Disabilities can also factor as an issue for the attribution of cause. Several types of cognitive or even physical disabilities can undermine an individual’s performance in a testing scenario without appropriate interventions provided to support the student’s exceptionalities.
In the context of K-12 assessments, the cause component also influences the extent to which students receive adequate opportunity to learn the material for the test. Adequate quality and quantity of instruction become important, as does the alignment of test content and curriculum.
Students need adequate opportunity within the testing scenarios to demonstrate their knowledge. If tests contain irrelevant language or content, for instance, students may not have adequate opportunity to perform and test developers will have compromised the fairness and relevance of the test.
Furthermore, many of the criteria for fairness in testing standards overlap with attribution of cause. In the Standards, overlapping elements include the investigation of bias and differential item functioning, determining whether construct-irrelevant variance differentially affects different groups of examinees, and equal treatment during the testing process.
Circular validity lies within the cause component in the sense that it relates to the alignment between test content and the curriculum taught in class.
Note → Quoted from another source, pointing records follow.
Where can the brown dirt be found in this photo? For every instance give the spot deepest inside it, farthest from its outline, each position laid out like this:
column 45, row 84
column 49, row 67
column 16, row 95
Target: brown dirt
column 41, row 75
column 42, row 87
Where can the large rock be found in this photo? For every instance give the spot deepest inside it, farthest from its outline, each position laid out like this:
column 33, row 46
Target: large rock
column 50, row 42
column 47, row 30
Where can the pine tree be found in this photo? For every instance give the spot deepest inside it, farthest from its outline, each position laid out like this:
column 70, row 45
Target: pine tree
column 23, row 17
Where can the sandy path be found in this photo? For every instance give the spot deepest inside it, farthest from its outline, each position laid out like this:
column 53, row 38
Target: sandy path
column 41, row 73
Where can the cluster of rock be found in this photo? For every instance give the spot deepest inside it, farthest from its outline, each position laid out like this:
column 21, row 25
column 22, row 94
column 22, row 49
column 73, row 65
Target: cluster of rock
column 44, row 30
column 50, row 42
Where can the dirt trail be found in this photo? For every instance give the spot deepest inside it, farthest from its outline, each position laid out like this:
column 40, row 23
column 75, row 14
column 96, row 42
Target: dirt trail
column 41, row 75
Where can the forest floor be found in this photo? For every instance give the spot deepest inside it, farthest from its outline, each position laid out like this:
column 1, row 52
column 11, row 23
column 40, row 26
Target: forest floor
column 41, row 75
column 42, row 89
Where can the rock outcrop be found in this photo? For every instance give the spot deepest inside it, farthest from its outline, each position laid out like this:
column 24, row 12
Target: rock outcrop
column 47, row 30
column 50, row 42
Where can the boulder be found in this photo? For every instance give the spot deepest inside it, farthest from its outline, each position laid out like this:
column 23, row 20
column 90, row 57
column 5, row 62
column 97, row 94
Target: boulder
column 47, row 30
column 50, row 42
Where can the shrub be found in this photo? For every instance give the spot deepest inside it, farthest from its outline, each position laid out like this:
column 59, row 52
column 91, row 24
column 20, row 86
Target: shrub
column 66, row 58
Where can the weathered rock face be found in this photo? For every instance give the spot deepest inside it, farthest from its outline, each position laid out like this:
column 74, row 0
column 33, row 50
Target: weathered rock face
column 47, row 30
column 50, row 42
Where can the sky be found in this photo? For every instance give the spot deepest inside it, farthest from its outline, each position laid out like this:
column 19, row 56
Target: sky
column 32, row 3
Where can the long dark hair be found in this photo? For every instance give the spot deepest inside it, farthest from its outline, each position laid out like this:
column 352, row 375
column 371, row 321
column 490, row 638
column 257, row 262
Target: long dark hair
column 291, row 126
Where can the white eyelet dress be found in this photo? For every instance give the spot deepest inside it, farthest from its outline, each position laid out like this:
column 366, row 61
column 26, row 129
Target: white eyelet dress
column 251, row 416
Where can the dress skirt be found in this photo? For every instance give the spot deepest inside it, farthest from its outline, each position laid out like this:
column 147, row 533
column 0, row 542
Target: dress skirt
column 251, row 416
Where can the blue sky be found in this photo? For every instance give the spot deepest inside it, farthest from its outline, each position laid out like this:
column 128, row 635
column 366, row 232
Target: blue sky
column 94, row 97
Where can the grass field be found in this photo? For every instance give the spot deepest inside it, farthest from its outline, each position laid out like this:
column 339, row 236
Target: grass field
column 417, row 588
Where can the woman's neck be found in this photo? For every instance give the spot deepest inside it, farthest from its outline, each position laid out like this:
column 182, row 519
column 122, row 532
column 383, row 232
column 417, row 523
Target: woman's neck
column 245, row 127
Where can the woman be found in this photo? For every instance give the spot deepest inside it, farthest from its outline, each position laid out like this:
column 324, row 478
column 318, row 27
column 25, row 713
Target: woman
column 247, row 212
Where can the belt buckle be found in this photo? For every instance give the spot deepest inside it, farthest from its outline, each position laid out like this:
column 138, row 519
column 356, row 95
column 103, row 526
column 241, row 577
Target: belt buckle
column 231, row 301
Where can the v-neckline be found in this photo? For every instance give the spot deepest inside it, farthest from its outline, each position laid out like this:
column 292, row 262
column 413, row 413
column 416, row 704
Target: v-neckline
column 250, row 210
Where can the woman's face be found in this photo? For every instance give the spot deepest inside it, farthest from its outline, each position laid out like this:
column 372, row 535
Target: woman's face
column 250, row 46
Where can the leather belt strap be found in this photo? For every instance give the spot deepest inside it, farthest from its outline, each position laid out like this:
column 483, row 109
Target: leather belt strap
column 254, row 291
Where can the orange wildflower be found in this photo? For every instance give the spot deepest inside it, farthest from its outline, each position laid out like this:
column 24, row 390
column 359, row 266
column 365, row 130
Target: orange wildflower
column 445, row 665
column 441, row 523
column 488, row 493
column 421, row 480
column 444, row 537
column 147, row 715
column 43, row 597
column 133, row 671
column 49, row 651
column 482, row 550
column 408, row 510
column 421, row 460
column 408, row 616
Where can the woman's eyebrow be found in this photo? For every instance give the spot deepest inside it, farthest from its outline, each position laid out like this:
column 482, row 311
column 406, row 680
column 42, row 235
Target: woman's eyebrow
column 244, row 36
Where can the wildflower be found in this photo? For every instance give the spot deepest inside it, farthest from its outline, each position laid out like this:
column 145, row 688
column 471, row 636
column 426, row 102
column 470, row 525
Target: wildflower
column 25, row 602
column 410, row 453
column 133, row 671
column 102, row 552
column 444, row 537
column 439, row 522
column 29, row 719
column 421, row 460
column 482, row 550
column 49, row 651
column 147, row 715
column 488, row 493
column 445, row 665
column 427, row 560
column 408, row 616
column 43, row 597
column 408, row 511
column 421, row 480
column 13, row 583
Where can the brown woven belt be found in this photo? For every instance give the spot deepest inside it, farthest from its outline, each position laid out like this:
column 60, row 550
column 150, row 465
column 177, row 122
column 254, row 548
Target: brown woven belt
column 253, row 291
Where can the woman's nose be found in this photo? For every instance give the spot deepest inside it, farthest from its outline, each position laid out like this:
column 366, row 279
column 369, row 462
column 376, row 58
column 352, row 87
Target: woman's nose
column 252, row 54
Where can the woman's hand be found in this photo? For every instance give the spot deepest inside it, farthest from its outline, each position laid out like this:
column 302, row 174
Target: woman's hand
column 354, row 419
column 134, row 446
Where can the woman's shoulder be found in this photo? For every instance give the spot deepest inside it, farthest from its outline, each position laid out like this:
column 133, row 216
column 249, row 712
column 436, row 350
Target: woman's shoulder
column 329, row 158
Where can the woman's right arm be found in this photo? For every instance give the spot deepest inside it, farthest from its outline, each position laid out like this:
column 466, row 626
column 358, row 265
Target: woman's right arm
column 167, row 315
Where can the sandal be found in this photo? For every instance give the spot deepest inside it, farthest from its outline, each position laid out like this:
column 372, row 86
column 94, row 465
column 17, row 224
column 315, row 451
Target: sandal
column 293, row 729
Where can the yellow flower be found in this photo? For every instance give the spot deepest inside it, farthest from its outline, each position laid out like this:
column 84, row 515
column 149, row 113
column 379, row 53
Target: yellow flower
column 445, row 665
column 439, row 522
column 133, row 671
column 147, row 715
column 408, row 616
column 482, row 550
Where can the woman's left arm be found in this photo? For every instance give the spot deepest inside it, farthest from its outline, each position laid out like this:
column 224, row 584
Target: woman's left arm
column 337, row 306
Chapter 13 of the Standards determines that “There should be evidence that the test adequately covers only the specific or generalized content and skills that students have had an opportunity to learn.”
This goes beyond the criteria outlined here and applies to a broader interpretation of opportunity to learn; one that is not restricted to curricular validity but also inclusive of the consideration of instructional quality as a predictor of student test scores.
Certain polices within the K-12 setting make high-stakes student decisions dependent upon evidence that the student has the educational experience and opportunity to acquire relevant knowledge and skill. Where students have lacked sufficient opportunity to acquire desired skills in an educational context, they may not meet the criteria for grade promotion or graduation.
At the same time, though, it is hardly fair that the student be held accountable for the deficit in their learning. At what point do we say: this portion of education is the responsibility of the schools, of the system and the stakeholders, not just the individual student?
The effectiveness of treatment is the final component of the fair and appropriate test criteria, relating to whether test scores lead to consequences that are educationally beneficial in a given context. Consequences could include placement in a particular academic grouping based on ability or advancement from one level of learning to a higher level based on test achievement. Accountability plays a part here, too, as the criteria for effective treatment determines that it is inappropriate to use tests to make placements that are not educationally beneficial.
When tests are used in placement decisions, they must be fair and appropriate. Students must be “better off in the setting in which they are placed than they would be in a different available setting.” With all of these factors in mind, though, can testing ever truly be trusted as a placement option for students?